C’était dans L’Express… Les ambiguïtés des droits de l’homme, 1985
Dans un ouvrage de philosophie politique*, Luc Ferry et Alain Renaut s’interrogent sur les limites des droits de l’homme.
Au départ, un constat : en redécouvrant les droits de l’homme, on a redécouvert également […] leurs ambiguïtés et leurs limites. D’abord, les droits de l’homme ne sont pas une politique ni même une théorie politique. Ils servent de garde-fous contre l’absorption de la société par l’Etat, mais ils ne disent rien sur ce que doit être une société libérée de la menace totalitaire. Ensuite, plusieurs conceptions des droits de l’homme s’affrontent […]. Enfin, il faut rendre compte d’un paradoxe : l’époque moderne, qui a proclamé les droits de l’homme, est aussi celle qui en a accompli les plus effrayantes négations.
Cet examen critique se révèle étonnamment destructeur. Ainsi, si l’on souhaite donner à la notion de droits de l’homme un minimum de cohérence, il faut les considérer comme des valeurs absolues et irréductibles, et non pas relatives à telle période historique, à telle région du monde ou à telle culture particulière. Le marxisme, bien sûr, au nom du sens de l’Histoire, ne peut que rejeter une conception universelle des droits de l’homme. Pour lui, le droit, c’est le droit des vainqueurs (ou, si l’on préfère, la version hexagonale) : « Vous avez juridiquement tort parce que vous êtes politiquement minoritaires », mais le libéralisme, lui non plus, n’échappe pas à ce piège. L’ultralibéral Hayek écrit, par exemple : « Il serait mauvais moralement de ranimer un vieil Esquimau que son peuple, suivant ses principes éthiques, aurait abandonné derrière lui. » En somme, pas les droits de l’homme, mais les droits de l’Esquimau différents de ceux de l’Anglais.
Autre ambiguïté fondamentale : il existe au moins deux conceptions antagoniques de ces droits, l’une libérale, l’autre socialiste. La première s’intéresse aux droits-libertés (libertés de pensée, d’expression, de réunion […]), qui dessinent les limites d’un Etat minimal. La seconde revendique des droits créances (droits à l’emploi, à la santé, à la sécurité sociale […]), c’est-à-dire des droits économiques et sociaux qui débouchent sur l’Etat-providence. La tradition libérale refuse de considérer la justice sociale comme un droit et comme un objectif de l’action politique, et s’en remet à la charité publique ou privée pour régler la question. Tandis que la tradition socialiste se révèle incapable de penser le droit comme valeur propre et élabore la distinction célèbre et mortelle entre libertés formelles et libertés réelles. […]
Ferry et Renaut voient dans [l’idée républicaine] le moyen de réconcilier la tradition libérale et la tradition socialiste des droits de l’homme.
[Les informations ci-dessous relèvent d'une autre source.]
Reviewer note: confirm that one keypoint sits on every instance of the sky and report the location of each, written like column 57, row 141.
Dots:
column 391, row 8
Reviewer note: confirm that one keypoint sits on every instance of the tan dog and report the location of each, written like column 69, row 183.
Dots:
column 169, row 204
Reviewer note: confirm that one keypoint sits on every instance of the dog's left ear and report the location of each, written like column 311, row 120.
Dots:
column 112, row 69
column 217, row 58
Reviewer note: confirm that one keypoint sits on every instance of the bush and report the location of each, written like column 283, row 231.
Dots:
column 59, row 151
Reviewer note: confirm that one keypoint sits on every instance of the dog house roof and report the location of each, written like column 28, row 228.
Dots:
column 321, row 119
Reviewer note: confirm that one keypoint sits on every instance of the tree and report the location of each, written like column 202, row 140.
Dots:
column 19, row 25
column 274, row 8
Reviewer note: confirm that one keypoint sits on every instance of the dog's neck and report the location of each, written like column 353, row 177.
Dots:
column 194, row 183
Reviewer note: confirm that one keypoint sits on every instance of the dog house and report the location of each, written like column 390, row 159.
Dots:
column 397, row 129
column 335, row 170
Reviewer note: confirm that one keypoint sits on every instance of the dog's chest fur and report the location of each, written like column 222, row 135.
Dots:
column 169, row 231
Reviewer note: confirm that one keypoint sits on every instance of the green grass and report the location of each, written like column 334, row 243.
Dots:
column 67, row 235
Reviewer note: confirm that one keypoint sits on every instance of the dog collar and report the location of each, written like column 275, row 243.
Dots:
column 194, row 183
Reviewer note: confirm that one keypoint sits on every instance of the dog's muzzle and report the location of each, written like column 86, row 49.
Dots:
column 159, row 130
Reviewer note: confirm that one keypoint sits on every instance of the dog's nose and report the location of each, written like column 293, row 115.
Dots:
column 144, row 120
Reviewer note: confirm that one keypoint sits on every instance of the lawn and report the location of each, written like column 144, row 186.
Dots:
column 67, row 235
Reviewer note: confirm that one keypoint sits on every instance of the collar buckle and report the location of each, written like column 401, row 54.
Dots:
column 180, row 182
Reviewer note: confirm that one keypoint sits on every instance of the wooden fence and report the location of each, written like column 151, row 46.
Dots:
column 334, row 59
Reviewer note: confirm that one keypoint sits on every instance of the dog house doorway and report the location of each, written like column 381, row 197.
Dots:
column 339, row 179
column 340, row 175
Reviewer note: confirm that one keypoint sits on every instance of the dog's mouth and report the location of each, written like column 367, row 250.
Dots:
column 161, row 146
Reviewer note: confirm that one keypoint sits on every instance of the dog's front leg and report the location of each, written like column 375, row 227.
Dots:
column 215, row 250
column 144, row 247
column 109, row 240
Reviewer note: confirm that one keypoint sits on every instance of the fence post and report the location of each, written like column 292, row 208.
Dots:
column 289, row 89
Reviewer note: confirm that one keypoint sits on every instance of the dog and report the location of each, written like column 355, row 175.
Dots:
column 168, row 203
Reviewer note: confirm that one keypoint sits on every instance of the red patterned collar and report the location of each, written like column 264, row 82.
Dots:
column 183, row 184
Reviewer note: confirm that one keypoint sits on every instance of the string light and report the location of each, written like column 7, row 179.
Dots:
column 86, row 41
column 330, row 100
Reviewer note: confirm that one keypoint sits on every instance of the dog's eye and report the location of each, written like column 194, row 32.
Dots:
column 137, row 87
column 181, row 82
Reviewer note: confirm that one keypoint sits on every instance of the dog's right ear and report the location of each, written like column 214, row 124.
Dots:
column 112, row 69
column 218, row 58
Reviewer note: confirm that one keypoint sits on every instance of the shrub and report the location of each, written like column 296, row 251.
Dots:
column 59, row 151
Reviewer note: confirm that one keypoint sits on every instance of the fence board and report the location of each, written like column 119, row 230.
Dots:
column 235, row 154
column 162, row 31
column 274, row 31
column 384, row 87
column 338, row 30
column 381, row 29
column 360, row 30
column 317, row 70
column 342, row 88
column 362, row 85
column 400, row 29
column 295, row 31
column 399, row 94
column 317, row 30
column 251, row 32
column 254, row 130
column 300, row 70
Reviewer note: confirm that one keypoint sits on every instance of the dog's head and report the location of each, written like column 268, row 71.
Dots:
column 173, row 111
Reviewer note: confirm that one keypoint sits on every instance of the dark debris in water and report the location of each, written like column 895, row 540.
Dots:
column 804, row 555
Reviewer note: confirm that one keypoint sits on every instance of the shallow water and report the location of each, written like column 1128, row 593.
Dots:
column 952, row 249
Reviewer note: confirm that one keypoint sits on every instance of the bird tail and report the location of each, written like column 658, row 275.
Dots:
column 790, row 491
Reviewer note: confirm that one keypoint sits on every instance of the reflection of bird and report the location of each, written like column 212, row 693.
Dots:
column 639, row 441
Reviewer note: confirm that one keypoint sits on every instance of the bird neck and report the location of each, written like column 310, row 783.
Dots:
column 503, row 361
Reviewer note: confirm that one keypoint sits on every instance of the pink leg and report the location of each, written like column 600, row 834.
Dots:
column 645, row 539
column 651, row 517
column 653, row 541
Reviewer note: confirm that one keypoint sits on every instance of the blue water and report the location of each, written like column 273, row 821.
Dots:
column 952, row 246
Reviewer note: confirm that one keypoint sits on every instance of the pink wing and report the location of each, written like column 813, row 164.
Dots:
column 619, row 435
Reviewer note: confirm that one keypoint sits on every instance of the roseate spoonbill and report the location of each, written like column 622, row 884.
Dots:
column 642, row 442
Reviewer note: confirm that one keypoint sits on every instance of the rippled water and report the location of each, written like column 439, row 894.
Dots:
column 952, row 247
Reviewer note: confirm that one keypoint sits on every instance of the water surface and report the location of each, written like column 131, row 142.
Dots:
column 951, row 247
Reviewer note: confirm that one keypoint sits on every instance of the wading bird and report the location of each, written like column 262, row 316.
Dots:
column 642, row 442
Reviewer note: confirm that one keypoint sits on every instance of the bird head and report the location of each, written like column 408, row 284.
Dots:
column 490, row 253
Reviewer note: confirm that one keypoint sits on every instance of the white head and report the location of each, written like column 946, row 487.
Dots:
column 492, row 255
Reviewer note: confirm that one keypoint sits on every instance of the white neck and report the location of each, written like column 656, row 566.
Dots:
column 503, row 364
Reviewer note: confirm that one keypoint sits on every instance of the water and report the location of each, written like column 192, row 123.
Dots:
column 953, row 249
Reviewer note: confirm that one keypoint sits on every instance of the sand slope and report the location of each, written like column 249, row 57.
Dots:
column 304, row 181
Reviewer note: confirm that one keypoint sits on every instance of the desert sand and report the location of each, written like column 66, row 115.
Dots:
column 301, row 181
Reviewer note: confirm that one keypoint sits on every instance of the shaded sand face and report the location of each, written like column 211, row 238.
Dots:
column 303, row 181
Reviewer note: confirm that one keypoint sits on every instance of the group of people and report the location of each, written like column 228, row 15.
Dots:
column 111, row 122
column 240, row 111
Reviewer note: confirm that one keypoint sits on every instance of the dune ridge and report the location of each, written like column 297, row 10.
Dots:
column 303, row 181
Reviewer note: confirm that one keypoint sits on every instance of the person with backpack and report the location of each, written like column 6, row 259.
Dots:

Mais la notion de droits-participations, qui doit permettre de dépasser l’opposition entre droits-libertés et droitscréances, relève du simple jeu de langage […]. Quant à l’idée que le droit au suffrage universel serait fondateur des droits de l’homme, elle se heurte à l’objection posée par Hannah Arendt : puisque les valeurs absolues et transcendantes de la religion ou de la loi de la nature ont perdu leur autorité, il devient tout à fait concevable qu’un beau jour une humanité hautement organisée et mécanisée en arrive à conclure, le plus démocratiquement du monde, c’est-à- dire à la majorité, qu’en tant que tout elle aurait avantage à liquider certaines de ses parties. En fait, le lecteur est tenté de dire que, comme les droits de l’homme, l’idée républicaine ne fait pas une politique. […]
* Des droits de l’homme à l’idée républicaine. Philosophie politique, t. III, par Luc Ferry et Alain Renaut. PUF.